I'm not sure there is a universally workable method to do this. Assuming that GEO is strict about the title, you could hypothetically do something like
fun <- function(GDSDataobj){
fulltitle <- Meta(GDSDataobj)$title
title <- strsplit(fulltitle, "\\[|\\]")[[1]][2]

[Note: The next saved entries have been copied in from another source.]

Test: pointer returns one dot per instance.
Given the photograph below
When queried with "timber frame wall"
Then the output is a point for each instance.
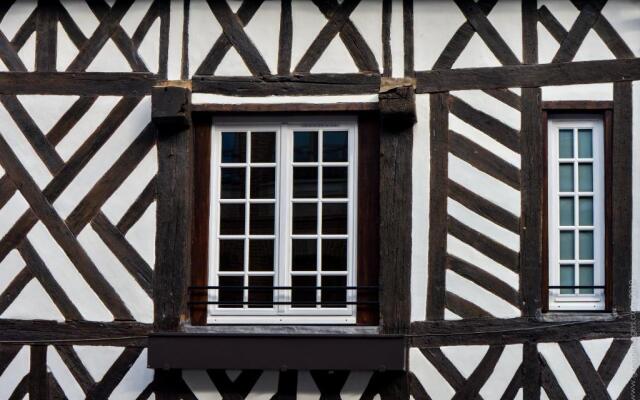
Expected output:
(167, 281)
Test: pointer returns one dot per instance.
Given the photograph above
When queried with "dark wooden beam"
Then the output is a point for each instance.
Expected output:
(171, 114)
(74, 332)
(291, 85)
(528, 75)
(69, 83)
(519, 330)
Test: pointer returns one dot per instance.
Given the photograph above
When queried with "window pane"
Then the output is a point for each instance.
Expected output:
(585, 177)
(261, 219)
(585, 144)
(334, 182)
(232, 294)
(567, 278)
(335, 146)
(260, 255)
(334, 254)
(585, 209)
(231, 255)
(305, 182)
(305, 218)
(263, 147)
(565, 143)
(305, 146)
(566, 177)
(566, 211)
(566, 245)
(334, 218)
(303, 254)
(234, 147)
(261, 291)
(586, 278)
(232, 183)
(332, 291)
(263, 183)
(303, 297)
(232, 219)
(586, 245)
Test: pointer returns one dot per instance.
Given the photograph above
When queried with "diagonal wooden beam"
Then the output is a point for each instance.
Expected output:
(108, 28)
(579, 30)
(335, 24)
(354, 42)
(233, 30)
(460, 39)
(487, 32)
(222, 45)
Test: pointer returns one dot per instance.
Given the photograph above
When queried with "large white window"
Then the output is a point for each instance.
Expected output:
(576, 214)
(282, 221)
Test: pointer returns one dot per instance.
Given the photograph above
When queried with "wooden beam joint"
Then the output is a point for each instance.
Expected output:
(397, 104)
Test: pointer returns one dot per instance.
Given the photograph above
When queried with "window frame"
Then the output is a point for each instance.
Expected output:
(365, 255)
(576, 301)
(572, 110)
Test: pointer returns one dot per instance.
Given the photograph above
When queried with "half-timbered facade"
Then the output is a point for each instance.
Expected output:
(303, 199)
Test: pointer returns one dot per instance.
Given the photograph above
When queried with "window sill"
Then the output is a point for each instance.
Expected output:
(277, 348)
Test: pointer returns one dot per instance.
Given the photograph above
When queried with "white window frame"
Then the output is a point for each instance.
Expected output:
(284, 128)
(577, 301)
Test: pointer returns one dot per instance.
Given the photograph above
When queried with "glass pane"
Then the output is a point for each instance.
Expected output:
(263, 183)
(566, 211)
(585, 210)
(585, 177)
(303, 297)
(334, 254)
(232, 183)
(231, 297)
(335, 146)
(263, 147)
(305, 146)
(234, 147)
(565, 143)
(566, 177)
(303, 254)
(333, 293)
(586, 245)
(232, 219)
(334, 182)
(260, 255)
(567, 278)
(231, 257)
(334, 218)
(585, 143)
(586, 278)
(305, 218)
(305, 182)
(261, 219)
(566, 245)
(261, 291)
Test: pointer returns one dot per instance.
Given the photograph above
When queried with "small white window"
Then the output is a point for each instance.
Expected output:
(282, 221)
(576, 213)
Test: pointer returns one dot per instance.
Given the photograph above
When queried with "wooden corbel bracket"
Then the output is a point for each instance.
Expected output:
(397, 103)
(171, 106)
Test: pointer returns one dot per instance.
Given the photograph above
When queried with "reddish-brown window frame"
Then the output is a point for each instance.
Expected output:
(368, 211)
(603, 109)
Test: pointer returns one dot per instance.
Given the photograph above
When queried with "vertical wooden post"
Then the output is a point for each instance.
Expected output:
(171, 113)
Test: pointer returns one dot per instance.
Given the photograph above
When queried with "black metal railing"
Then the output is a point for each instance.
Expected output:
(369, 291)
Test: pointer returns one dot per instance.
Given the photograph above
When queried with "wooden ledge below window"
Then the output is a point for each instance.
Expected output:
(277, 351)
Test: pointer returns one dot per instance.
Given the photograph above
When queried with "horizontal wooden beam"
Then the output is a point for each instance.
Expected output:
(520, 330)
(289, 85)
(71, 83)
(285, 107)
(528, 75)
(74, 332)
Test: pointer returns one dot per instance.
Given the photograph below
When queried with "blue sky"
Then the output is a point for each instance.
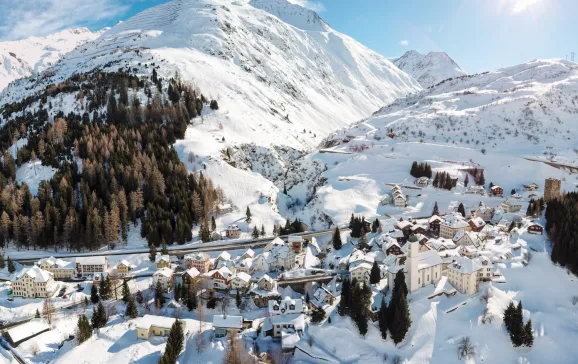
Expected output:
(478, 34)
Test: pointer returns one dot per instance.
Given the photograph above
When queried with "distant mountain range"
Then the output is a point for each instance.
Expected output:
(428, 69)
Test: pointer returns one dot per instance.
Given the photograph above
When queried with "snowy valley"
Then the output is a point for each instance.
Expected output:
(194, 161)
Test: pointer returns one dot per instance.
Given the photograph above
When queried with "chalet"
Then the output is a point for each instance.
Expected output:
(478, 190)
(201, 261)
(90, 265)
(509, 206)
(497, 190)
(531, 187)
(220, 278)
(451, 225)
(222, 324)
(422, 181)
(19, 334)
(225, 208)
(434, 223)
(163, 261)
(477, 224)
(164, 276)
(61, 269)
(240, 281)
(535, 228)
(233, 232)
(190, 276)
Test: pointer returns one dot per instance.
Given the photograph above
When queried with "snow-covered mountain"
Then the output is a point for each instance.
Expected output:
(276, 68)
(428, 69)
(21, 58)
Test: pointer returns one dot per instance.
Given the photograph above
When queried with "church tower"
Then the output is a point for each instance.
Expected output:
(412, 264)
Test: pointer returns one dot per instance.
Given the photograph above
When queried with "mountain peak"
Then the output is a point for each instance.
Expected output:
(428, 69)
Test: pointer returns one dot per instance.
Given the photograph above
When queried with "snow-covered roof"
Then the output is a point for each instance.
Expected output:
(285, 306)
(464, 265)
(39, 275)
(99, 260)
(167, 272)
(360, 266)
(28, 329)
(147, 321)
(192, 272)
(202, 257)
(225, 255)
(162, 258)
(242, 276)
(428, 259)
(228, 321)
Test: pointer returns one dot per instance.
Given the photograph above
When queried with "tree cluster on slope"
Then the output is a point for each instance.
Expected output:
(130, 172)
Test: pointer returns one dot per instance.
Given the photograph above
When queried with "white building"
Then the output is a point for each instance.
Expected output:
(421, 268)
(61, 269)
(463, 275)
(33, 282)
(164, 276)
(90, 265)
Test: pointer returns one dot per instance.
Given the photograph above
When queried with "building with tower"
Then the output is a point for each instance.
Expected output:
(551, 189)
(420, 268)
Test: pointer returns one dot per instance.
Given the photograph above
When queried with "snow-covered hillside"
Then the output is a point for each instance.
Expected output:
(428, 69)
(275, 68)
(22, 58)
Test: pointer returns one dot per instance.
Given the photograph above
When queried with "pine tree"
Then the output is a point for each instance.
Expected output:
(11, 267)
(343, 309)
(375, 276)
(159, 295)
(131, 309)
(401, 319)
(177, 292)
(436, 210)
(383, 319)
(125, 292)
(248, 215)
(152, 252)
(337, 239)
(528, 334)
(238, 300)
(94, 298)
(462, 210)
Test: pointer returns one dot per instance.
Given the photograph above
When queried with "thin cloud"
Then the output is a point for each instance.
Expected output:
(25, 18)
(521, 5)
(313, 5)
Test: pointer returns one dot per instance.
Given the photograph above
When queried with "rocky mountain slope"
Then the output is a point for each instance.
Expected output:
(22, 58)
(428, 69)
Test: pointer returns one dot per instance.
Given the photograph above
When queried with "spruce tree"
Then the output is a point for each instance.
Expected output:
(342, 309)
(125, 292)
(337, 239)
(248, 215)
(436, 210)
(131, 309)
(401, 319)
(383, 319)
(238, 300)
(462, 210)
(375, 275)
(94, 298)
(528, 334)
(152, 252)
(11, 267)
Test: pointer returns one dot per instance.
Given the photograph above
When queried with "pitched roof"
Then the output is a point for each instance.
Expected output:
(229, 322)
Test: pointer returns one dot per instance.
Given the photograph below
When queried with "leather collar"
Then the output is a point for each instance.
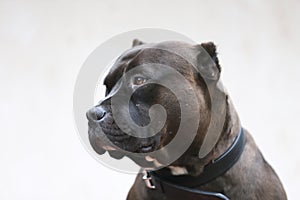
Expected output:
(182, 186)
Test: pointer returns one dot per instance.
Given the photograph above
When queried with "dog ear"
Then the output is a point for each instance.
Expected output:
(208, 62)
(136, 42)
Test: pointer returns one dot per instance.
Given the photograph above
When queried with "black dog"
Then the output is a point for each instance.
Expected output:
(233, 169)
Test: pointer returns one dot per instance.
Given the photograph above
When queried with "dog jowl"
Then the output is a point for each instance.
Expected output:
(157, 91)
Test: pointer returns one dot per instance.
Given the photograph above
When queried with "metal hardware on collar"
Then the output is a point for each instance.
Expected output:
(148, 180)
(183, 185)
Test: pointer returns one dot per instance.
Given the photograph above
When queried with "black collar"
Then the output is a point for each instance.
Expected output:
(184, 184)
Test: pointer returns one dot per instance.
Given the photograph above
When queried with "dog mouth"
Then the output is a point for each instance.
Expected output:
(116, 140)
(146, 147)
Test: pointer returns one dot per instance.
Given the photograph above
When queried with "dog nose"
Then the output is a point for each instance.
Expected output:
(95, 114)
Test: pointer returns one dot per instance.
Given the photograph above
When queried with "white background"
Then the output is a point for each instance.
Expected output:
(44, 43)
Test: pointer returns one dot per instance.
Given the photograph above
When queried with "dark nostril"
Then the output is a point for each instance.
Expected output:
(95, 113)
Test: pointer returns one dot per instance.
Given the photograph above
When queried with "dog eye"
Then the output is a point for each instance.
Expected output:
(139, 80)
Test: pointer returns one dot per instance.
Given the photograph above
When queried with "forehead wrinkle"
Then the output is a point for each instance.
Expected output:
(119, 67)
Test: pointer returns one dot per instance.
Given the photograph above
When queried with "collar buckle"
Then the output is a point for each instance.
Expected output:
(148, 180)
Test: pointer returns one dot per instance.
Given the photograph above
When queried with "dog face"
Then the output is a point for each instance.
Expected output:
(126, 79)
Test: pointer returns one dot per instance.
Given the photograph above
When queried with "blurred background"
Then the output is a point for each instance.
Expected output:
(44, 43)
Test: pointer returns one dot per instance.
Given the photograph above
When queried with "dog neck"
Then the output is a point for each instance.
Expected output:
(191, 164)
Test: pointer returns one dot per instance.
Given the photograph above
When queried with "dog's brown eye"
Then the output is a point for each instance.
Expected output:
(139, 80)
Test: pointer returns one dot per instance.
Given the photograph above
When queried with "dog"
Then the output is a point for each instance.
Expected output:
(243, 174)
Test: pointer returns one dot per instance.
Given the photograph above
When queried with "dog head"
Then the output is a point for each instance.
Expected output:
(133, 83)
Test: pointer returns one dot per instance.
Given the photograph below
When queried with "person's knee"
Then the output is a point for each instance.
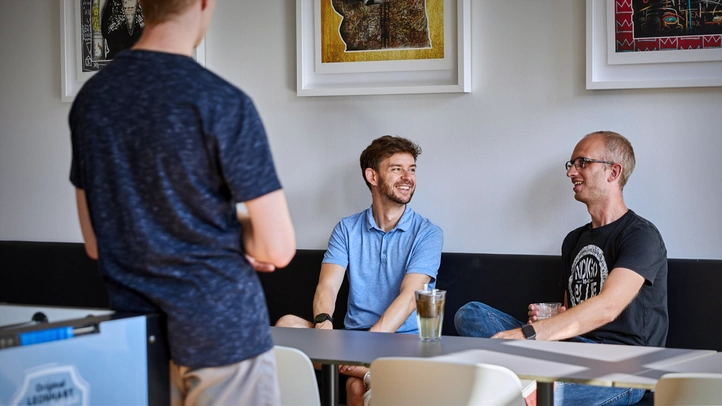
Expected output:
(290, 320)
(466, 313)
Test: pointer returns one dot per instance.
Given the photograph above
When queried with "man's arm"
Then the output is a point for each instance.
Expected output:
(329, 283)
(268, 234)
(86, 226)
(618, 291)
(404, 304)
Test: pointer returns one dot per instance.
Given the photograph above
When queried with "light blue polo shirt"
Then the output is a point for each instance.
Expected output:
(377, 261)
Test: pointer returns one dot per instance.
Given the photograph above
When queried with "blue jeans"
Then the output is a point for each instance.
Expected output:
(476, 319)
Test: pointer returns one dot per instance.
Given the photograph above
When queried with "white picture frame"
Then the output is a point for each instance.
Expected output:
(450, 75)
(72, 77)
(646, 71)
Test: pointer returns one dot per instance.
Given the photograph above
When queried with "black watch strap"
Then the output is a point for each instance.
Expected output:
(321, 317)
(528, 331)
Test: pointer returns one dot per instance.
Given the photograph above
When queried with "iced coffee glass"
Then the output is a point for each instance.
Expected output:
(430, 313)
(547, 309)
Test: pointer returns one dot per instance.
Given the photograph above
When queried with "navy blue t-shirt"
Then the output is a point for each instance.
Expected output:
(164, 149)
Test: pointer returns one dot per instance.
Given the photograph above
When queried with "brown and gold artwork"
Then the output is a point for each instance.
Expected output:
(381, 30)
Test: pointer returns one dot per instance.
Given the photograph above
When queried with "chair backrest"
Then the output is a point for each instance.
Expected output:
(686, 388)
(427, 381)
(296, 377)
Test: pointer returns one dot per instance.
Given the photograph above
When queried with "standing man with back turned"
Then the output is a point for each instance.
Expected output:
(388, 250)
(163, 150)
(614, 274)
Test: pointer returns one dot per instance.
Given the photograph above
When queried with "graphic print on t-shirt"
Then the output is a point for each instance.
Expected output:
(589, 271)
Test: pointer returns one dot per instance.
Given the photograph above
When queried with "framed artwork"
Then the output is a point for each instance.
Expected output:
(653, 43)
(366, 47)
(92, 32)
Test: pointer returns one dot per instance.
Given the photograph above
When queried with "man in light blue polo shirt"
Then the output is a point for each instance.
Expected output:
(388, 250)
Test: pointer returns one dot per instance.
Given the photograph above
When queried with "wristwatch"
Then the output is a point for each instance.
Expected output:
(321, 317)
(528, 331)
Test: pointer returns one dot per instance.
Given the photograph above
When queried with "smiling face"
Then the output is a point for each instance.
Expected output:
(396, 178)
(590, 182)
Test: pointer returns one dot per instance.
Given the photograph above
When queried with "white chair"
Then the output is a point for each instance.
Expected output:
(296, 377)
(689, 388)
(427, 381)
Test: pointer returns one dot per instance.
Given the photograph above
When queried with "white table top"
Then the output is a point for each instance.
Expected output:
(13, 313)
(544, 361)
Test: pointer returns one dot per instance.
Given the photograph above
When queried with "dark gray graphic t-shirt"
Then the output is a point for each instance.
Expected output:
(589, 255)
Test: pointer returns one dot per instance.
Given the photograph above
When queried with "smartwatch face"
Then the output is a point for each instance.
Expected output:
(528, 331)
(321, 318)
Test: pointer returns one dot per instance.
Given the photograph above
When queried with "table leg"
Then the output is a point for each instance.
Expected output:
(545, 393)
(329, 386)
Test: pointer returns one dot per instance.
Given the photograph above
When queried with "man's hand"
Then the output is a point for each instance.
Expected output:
(514, 334)
(260, 266)
(353, 370)
(534, 313)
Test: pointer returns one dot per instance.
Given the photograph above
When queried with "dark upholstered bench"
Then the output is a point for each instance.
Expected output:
(60, 274)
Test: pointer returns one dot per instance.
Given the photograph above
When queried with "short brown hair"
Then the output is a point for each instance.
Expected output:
(158, 11)
(382, 148)
(619, 150)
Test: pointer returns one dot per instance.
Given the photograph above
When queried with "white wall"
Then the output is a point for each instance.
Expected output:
(491, 174)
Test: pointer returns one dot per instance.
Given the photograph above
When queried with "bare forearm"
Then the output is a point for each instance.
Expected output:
(86, 226)
(268, 234)
(581, 319)
(404, 304)
(396, 314)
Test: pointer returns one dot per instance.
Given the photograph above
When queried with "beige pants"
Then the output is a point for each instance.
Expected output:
(249, 382)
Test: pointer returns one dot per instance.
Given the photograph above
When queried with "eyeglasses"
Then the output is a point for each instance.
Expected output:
(581, 162)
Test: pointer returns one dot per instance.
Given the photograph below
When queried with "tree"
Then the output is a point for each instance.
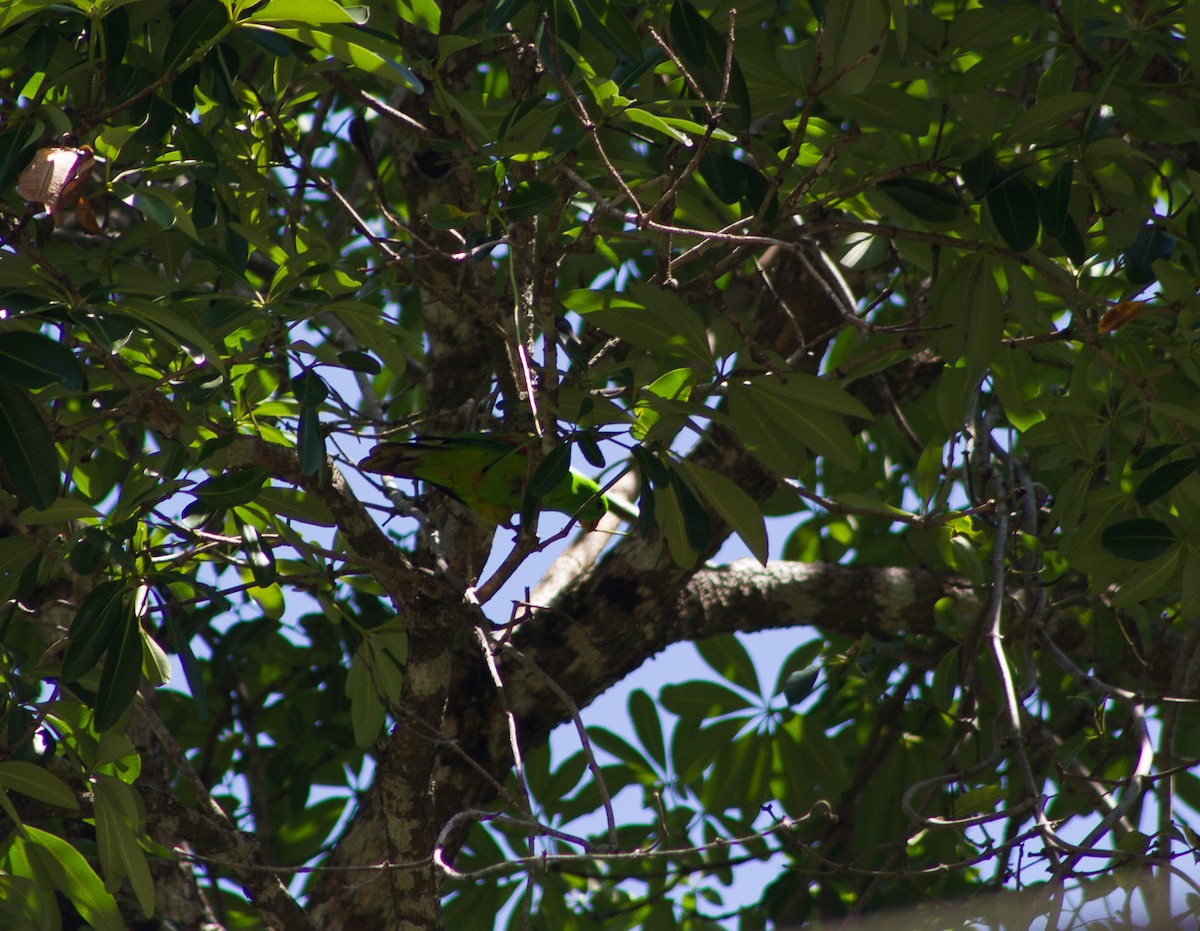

title <- paste0(gsub("_|-| ", "", tolower(title)), ".db")
title
}
And then
> eset <- getGEO("GSE6731")[[1]]
> fun(getGEO(annotation(eset)))
[1] "hgu95av2.db"
But that is likely to be really fragile, and not workable for any non-Affy array, so ymmv. It might be easier to just go to GEO, see what array was used, and infer the correct annotation package. Or use the annotations that automatically come in the featureData slot of the resulting ExpressionSet. For example,
> head(pData(featureData(eset))[,c(1,2,10,11,12,13)])
ID GB_ACC
1000_at 1000_at X60188
1001_at 1001_at X60957
1002_f_at 1002_f_at X65962
1003_s_at 1003_s_at X68149
1004_at 1004_at X68149
1005_at 1005_at X68277
Gene Title
1000_at mitogen-activated protein kinase 3
1001_at tyrosine kinase with immunoglobulin-like and EGF-like domains 1
1002_f_at cytochrome P450, family 2, subfamily C, polypeptide 19
1003_s_at chemokine (C-X-C motif) receptor 5
1004_at chemokine (C-X-C motif) receptor 5
1005_at dual specificity phosphatase 1
Gene Symbol ENTREZ_GENE_ID
1000_at MAPK3 5595
1001_at TIE1 7075
1002_f_at CYP2C19 1557
1003_s_at CXCR5 643
1004_at CXCR5 643
1005_at DUSP1 1843
RefSeq Transcript ID
1000_at NM_001040056 /// NM_001109891 /// NM_002746
1001_at NM_005424
1002_f_at NM_000769
1003_s_at NM_001716 /// NM_032966
1004_at NM_001716 /// NM_032966
1005_at NM_004417
Which you can modify, and then things like limma will automatically use to annotate your results. The downside of the latter is that GEO seems to want to just upload the Affy CSV annotation file as is (with all the /// blah // blahblah // etc - see the RefSeq Transcript ID column) which makes things more difficult to deal with.